LIPUTAN KHUSUS:
Perdana Menteri Inggris Digugat Soal Perubahan Iklim
Penulis : Aryo Bhawono
Penggugat menganggap ada kesenjangan antara kata-kata dan tindakan pemerintah dalam mengeluarkan kebijakan terkait penanganan perubahan iklim.
Hukum
Sabtu, 27 November 2021
Editor : Sandy Indra Pratama
BETAHITA.ID - Tiga anak muda Inggris melakukan gugatan hukum kepada Perdana Menteri Boris Johnson karena melanggar kewajiban hukum mengambil tindakan ‘pragmatis dan efektif’ mengatasi krisis iklim. Pemerintahan Johnson dianggap mendiskriminasi generasi muda dan penduduk dunia di belahan bumi selatan sebagai pihak yang akan menanggung beban terberat krisis iklim.

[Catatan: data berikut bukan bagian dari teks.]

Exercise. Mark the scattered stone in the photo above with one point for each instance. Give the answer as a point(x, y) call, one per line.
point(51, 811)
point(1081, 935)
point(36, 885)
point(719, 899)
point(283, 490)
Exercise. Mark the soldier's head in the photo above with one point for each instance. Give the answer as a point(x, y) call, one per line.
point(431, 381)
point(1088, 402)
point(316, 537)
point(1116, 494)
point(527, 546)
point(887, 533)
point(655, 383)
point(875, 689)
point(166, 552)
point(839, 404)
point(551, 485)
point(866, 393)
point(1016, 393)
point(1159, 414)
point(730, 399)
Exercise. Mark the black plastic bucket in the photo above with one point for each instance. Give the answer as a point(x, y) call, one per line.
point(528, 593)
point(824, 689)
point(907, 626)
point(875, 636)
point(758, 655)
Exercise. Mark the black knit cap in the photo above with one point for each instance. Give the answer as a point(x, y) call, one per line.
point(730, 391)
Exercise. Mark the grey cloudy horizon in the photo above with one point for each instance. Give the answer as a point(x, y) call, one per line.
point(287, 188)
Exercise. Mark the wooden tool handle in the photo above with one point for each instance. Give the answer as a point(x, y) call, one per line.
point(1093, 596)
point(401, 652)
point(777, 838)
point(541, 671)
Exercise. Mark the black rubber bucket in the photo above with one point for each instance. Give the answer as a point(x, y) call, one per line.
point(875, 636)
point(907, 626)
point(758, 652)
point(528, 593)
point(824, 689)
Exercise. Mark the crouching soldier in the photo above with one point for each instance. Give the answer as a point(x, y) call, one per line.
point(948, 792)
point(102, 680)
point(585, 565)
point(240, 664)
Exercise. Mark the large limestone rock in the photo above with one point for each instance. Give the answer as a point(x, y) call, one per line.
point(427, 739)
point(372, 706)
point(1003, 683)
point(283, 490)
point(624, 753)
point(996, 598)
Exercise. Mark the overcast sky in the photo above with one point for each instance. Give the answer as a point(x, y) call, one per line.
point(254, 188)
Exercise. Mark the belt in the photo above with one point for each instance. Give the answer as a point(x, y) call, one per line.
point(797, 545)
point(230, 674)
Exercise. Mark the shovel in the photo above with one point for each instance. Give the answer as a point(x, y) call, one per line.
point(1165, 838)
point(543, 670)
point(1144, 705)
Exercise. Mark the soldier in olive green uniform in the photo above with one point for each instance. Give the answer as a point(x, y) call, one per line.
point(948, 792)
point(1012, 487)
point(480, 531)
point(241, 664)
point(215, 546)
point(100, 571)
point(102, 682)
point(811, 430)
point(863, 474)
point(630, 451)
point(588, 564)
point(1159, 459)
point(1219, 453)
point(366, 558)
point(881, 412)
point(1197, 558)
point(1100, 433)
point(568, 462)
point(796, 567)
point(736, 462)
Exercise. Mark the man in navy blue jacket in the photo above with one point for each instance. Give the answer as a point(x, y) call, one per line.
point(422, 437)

Gugatan ini diajukan oleh Adetola Onamade (24), Jerry Amokwandoh, dan Marina Tricks (20). Saat penjelasan gugatan di pengadilan London pada Kamis lalu (25/11/2021), mereka mengklaim pemerintah telah melanggar hak mereka untuk hidup dan kesejahteraan keluarga karena dianggap gagal mencegah bencana lingkungan.
Pengacara lingkungan lembaga Plan B Earth, Tim Crosland, yang mendampingi gugatan ini menyebutkan gugatan ini menarik, vital, dan layak untuk didengarkan secara adil. Menurutnya permohonan gugatan ini pantas untuk dibawa ke persidangan penuh.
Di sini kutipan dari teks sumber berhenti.